I spent several seconds seriously considering whether this was a specialist term of Celtic linguistics I hadn’t come across before (cf. ultimate i-affection ayyb), before eventually deciding it was a typo…
I believe you can get something for this from the chemist these days.
Oops to both of you!
It’s been a long day…
Thank you for clarifying about them NOT being rules, and I’ve always felt the number was intimidating but there are so many members who say, don’t worry about, that I don’t.
Thank you for your brief summary!
This time I had remembered to check it out
(along with mewn, i mewn, tu and inside) before asking. The only ‘rule’ that seemed to apply (for what I could understand) was being preceded by i. But they both were in the examples I had found so I was still confused
Yes - there are only 49 (or whatever) ‘rules’ if things like ‘SM after gan’ and ‘SM after neu’ count each as a separate ‘rule’, I suppose. Not helpful, I think - just hand out a list of all the words that cause SM (30-odd) and order everyone to learn them by 9.00 Monday morning or else. Simps!!

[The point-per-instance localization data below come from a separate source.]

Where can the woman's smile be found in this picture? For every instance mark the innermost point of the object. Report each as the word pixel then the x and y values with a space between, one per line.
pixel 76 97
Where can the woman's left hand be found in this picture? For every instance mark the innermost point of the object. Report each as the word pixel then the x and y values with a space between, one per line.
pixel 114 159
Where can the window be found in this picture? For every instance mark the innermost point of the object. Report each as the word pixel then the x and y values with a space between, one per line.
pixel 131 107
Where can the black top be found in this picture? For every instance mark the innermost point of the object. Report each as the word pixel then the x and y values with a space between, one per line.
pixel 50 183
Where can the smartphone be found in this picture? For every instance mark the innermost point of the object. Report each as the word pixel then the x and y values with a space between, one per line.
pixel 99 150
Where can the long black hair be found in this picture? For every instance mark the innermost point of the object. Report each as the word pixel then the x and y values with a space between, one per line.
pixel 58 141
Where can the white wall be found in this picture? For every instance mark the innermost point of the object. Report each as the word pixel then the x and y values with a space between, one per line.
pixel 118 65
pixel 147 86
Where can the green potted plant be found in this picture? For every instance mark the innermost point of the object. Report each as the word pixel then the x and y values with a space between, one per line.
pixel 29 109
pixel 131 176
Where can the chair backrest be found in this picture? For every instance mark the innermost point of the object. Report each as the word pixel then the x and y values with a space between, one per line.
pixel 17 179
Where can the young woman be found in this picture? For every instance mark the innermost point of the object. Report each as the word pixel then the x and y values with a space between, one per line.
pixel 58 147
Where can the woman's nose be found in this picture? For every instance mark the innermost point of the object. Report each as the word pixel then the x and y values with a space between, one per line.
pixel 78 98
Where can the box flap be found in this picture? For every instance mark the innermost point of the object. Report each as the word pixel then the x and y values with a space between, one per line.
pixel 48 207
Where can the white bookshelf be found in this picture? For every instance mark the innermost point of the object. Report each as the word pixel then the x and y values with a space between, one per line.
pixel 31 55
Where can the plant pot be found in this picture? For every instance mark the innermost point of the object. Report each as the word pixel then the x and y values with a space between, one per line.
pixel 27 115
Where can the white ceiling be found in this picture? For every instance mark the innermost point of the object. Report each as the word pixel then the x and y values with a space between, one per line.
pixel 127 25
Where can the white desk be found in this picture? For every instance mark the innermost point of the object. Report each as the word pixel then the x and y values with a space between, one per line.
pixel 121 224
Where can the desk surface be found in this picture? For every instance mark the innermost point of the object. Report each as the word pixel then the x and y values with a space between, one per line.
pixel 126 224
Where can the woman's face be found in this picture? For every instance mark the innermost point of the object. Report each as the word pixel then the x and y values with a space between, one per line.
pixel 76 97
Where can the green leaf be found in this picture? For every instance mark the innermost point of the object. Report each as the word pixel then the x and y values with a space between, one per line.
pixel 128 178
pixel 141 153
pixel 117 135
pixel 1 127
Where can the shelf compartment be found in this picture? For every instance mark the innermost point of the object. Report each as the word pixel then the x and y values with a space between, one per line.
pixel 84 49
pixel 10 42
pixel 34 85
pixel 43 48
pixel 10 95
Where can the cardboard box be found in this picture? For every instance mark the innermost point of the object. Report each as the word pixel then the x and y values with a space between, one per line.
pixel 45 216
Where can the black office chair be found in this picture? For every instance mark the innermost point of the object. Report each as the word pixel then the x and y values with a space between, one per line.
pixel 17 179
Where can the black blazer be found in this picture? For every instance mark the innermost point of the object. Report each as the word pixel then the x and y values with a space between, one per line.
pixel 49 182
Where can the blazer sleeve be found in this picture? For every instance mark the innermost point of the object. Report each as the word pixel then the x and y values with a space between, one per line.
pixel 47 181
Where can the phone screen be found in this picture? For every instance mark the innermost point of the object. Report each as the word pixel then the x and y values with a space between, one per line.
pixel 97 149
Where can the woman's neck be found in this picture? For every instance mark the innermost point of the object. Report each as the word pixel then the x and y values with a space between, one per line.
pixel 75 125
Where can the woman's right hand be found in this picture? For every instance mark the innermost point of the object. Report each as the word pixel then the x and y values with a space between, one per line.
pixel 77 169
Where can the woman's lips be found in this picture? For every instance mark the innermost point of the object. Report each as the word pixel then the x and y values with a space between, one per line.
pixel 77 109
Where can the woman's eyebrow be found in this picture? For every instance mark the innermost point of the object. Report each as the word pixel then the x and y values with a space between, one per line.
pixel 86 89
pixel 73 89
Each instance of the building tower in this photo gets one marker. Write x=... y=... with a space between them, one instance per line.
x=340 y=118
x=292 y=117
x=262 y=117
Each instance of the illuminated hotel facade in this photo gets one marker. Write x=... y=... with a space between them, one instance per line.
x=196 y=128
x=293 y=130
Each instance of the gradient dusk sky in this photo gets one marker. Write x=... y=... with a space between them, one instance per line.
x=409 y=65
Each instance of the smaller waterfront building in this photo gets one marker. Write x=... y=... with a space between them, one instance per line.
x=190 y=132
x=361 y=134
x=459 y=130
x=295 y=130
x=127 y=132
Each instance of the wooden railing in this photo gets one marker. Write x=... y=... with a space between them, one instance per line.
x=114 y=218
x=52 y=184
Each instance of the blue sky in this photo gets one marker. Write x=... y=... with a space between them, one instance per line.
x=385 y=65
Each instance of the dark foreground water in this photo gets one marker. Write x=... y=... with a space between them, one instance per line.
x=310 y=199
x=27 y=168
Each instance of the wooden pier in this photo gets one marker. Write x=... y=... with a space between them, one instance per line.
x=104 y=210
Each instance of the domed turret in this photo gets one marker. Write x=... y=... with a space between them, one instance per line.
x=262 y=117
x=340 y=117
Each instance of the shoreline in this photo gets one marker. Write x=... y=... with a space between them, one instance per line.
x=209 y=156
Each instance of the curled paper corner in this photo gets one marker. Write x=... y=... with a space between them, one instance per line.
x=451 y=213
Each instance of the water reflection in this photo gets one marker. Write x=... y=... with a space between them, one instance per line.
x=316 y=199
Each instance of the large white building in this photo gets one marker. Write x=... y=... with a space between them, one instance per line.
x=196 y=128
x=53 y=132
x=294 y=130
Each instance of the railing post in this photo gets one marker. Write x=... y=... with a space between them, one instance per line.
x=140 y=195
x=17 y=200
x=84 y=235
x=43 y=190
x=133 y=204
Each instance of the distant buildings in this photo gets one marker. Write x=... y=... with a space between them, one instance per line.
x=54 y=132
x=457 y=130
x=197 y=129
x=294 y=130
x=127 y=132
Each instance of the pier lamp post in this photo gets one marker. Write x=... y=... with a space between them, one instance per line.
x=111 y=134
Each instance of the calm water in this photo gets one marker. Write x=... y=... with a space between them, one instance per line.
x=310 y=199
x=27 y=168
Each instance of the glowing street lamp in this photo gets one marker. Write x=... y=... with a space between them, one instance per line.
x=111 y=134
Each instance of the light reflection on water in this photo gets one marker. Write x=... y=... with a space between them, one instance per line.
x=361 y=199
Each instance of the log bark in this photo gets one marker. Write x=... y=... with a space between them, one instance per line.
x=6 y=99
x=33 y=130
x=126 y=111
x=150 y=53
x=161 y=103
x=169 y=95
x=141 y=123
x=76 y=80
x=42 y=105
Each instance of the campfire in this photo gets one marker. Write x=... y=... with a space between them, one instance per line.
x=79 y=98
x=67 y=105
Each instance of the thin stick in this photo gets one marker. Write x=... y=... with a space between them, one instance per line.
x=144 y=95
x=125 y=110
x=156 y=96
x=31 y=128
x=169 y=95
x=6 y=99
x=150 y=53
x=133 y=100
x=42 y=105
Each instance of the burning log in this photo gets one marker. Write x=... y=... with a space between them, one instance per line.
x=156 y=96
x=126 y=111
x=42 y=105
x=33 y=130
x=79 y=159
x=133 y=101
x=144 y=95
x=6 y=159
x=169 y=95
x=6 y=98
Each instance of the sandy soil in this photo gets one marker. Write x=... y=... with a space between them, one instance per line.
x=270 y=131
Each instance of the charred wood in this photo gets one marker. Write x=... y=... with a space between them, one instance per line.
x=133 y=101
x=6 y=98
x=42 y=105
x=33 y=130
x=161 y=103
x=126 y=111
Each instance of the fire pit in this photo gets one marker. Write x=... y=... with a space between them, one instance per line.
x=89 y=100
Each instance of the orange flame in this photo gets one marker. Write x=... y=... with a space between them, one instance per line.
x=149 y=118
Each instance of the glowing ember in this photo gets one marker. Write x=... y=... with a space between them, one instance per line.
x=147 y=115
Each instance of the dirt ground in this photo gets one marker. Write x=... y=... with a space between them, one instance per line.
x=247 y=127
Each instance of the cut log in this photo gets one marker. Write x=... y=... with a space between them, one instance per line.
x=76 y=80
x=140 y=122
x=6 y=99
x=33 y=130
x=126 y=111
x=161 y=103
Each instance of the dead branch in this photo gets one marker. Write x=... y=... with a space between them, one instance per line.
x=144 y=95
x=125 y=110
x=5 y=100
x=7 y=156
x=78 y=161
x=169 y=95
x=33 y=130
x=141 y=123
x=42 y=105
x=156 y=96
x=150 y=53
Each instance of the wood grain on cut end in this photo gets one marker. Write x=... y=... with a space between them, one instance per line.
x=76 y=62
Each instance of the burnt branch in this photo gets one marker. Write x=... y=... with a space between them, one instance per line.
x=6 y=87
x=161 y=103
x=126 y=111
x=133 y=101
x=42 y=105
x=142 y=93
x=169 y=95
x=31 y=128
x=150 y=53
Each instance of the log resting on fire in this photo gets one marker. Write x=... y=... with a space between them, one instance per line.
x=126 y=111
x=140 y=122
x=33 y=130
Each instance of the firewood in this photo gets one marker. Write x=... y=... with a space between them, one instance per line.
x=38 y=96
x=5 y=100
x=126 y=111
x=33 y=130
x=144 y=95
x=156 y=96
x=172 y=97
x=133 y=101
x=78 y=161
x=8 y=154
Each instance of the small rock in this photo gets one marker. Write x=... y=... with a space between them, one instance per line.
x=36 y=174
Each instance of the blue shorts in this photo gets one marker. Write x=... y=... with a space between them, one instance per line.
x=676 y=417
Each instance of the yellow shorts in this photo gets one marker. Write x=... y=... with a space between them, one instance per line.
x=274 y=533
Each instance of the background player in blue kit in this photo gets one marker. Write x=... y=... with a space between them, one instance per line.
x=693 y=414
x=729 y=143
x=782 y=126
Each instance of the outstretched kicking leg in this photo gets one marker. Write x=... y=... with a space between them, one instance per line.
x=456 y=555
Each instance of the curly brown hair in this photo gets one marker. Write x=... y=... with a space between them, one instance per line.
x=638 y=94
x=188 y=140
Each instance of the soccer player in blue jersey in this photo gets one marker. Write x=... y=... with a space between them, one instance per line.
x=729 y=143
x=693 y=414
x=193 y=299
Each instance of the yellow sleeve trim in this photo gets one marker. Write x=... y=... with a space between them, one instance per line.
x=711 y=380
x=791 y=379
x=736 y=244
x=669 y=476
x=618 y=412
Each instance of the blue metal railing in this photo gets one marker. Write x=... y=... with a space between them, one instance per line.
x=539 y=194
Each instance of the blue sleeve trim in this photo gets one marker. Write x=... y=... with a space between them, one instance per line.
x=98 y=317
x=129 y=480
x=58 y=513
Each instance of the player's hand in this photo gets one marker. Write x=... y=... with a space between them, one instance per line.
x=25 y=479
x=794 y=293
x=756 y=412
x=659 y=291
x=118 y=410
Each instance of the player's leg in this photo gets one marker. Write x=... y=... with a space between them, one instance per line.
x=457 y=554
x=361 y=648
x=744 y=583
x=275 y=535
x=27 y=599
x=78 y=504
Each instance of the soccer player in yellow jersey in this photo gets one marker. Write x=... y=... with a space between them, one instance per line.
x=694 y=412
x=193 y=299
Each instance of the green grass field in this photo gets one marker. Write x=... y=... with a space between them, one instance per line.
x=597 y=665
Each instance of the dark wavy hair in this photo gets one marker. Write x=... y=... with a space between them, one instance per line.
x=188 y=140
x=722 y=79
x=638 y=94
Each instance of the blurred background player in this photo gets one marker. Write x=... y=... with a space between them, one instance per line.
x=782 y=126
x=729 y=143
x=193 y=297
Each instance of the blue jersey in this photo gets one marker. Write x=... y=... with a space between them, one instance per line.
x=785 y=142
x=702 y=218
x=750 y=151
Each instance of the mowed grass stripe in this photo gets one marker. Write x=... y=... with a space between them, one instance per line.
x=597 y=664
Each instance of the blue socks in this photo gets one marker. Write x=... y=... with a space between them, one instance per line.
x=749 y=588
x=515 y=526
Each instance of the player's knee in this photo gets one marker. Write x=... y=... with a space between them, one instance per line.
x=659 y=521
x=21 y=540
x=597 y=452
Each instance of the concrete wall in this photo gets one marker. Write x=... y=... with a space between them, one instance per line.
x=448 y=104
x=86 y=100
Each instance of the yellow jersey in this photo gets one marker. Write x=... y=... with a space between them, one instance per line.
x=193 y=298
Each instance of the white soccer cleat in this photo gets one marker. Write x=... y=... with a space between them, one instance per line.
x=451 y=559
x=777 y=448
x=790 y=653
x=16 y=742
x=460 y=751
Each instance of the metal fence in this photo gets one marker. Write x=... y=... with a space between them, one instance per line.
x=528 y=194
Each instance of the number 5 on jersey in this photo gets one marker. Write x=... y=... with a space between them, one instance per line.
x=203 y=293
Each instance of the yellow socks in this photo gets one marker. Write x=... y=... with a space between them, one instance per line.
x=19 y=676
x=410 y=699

I think “i” does account for more than it’s fair share of soft mutations.
I remember being in a cafe in mid Wales (can’t remember the name of the place off the top of my head, lots of waterfalls and bridges) and after ordering beans on toast “heb menyn” among other things the lady repeated the order back to me and with a little deliberate glance up and a smirk said “heb fenyn”. I said “those darn soft mutations” and a younger girl behind the counter realed off this list … ‘am’, ‘ar’, ‘at’, dros’, ‘drwy’, ‘dan’, wrth’, ‘o’, ‘i’, ‘heb’, ‘tan’, ‘gan’ … without thinking saying that it was drilled into them at school from an early age. I really should learn it, and I will one day … one day.
No time like the present, @gruntius - and it will improve your Welsh no end, as well as making you feel wonderful!
C’mon - 30-odd little words…you can do it!!